Try using PIX to profile it. http://wtomandev.blogspot.com/2010/05/debugging-hlsl-shaders.html
Alternatively, read this rambling speculation:
Maybe because with a constant, the compiler can unravel and collapse your loop's instructions. When you replace it with a variable, the compiler becomes unable to make the same assumptions.
Though, somewhat unrelated to your actual question, I would push a lot of those conditions /calculations to the software level.
if(IsDiffuseLightingEnabled || IsSpecularLightingEnabled)
^- Like that.
Also, I think you could precompute a few thing before you call the shader program as well. Like l = (lights[i].Position - IN.WorldPosition) / lights[i].Radius;
Pass a precomputed array of those rather than calculating each time over every pixel.

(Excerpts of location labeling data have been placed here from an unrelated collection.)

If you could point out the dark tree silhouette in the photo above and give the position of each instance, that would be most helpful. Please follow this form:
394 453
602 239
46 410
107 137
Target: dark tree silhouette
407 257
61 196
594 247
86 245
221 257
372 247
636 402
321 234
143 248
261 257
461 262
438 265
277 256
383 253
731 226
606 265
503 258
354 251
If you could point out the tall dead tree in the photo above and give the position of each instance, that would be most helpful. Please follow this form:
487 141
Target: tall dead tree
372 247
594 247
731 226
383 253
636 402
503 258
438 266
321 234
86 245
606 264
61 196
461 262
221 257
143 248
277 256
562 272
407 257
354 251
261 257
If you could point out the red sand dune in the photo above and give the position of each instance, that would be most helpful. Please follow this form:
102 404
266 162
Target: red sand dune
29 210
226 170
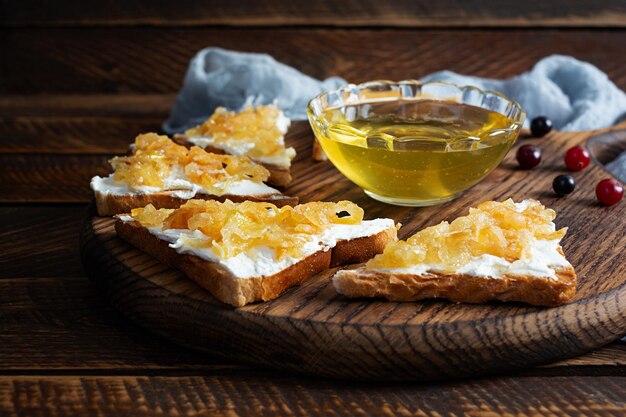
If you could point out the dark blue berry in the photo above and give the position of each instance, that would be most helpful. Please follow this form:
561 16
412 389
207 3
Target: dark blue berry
563 184
540 126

I might be misinformed of the optimizations that the HLSL compiler does, but I think each calculation you do like that on the pixel shader gets executed screen w*h times (though this is done insanely parallel), and I vaguely remember there being some limits to the number of instructions you could have in a shader (like 72?). (though I think that restriction was liberalized a lot in higher versions of HLSL). Maybe the fact that your shader generates so many instructions -- maybe it breaks your program up and turns it into a multi-pass pixel shader on compilation. If that's the case, that probably adds significant overhead.
Actually, here's another idea that might be stupid: Passing a variable to a shader has it transmit the data to the GPU. That transmission happens with limited bandwidth. Perhaps the compiler is smart enough such that when you're only staticly indexing the first 7 elements in an array, only transfer 7 elements. When the compiler doesn't make that optimization (because you aren't iterating with constants), it pushes the WHOLE array every frame, and you're flooding the bus. If that's the case, then my earlier suggestion of pushing calculations out, and passing more results in, would only make the problem worse, heh.